Imagine if a flower or a tree had grown since the 16th century. How would you feel when you saw it? The same is true for works of art. Work of art is a living thing and no reproduction can take away its experiences and uniqueness.
Mr. Bean and Monalisa
In this age of technological reproduction, however, each additional copy diminishes the value of the original. So they were misinterpreted, and the Mona Lisa was covered in a mustache, photoshopped with strange expressions, bangs and tiaras.
Technological reproduction has dragged the appreciation of art from the temple to thecorner of the street. According to the verification of detection effect, the art viewers have changed their artistic experience from concentration to recreational acceptance. And the function of art has changed from “requiring the public to think it carefully” to “serving the recreational needs of the public”.

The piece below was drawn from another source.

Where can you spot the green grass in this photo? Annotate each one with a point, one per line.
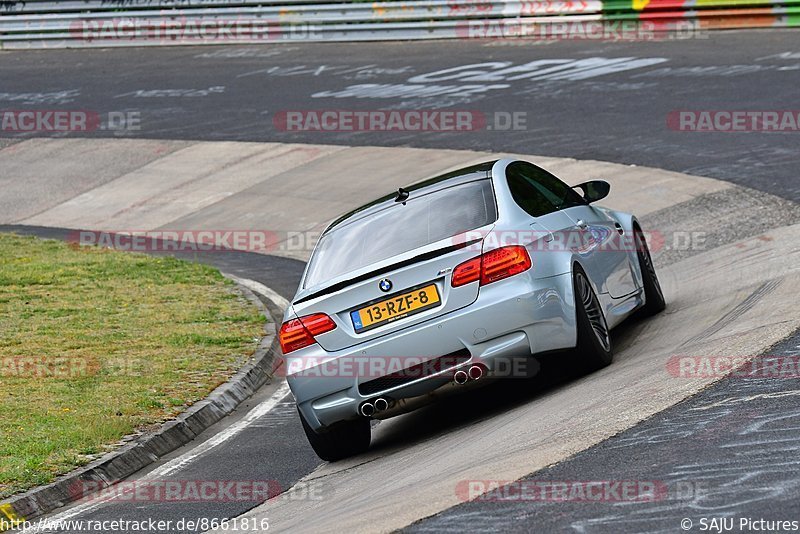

Malraux believes that in the modern world, art is achieved through dialogue between works and styles. Conception of art in these days is more inclusive than ever, meaning that the scope of the dialogue is very broad, allowing us to compare paintings in Renaissance and with Chinese vases.
However, this inclusive concept of art also comes with its practical problems. Because the world of art is so vast, composed of so many individual pieces and styles, it is now impossible to even fit a small piece of art into a single museum space. Therefore, the ideal of art dialogue must occur in La Musée Imaginaire, which is a collection of all the major works of art are reflected in our imagination.
In the art world, “expansion” is commonplace. Since the essence of modern and contemporary art is “experiment”, artists themselves are fully aware of this expansion. Therefore, the art world is always forced to respond to the emerging new phenomena and cram them into the “art world”. Minimalism art can be said to be an exapmle. Today, we can completely watch the work of “safeguarding rights” of knowledge for minimalism art after the busy work of abstract expressionism art. This is the best proof of an “augmented” boundary.
But what’s interesting about the art world is that it’s a big world, and the way aesthetics works is a big world divided up into different little worlds by following the action of expanding the boundaries. The boundary and boundary compete with each other, and they have different aesthetic value standards and internal operation means. But boundaries are both fluid and collaborative. They not only compete for sources but also share resources. Their values can sometimes run completely counter to each other. But when it comes an external enemy (such as science), they form a temporary interpretive community and the boundaries become blur.
Benjamin, Walter and Michael W. Jennings. 2010. “The Work of Art in the Age of its Technological Reproducibility [First Version].” Grey Room: 11-37.
Bohrer, Frederick N. 2002. “Photographic Perspectives: Photography and the Institutional Formation of Art History.” Art History and its Institutions: 246-259.
Martin Irvine, “André Malraux, La Musée Imaginaire (The Museum Idea) and Interfaces to Art“.
Sontag, Susan. 2001. On Photography. Vol. 48 Macmillan.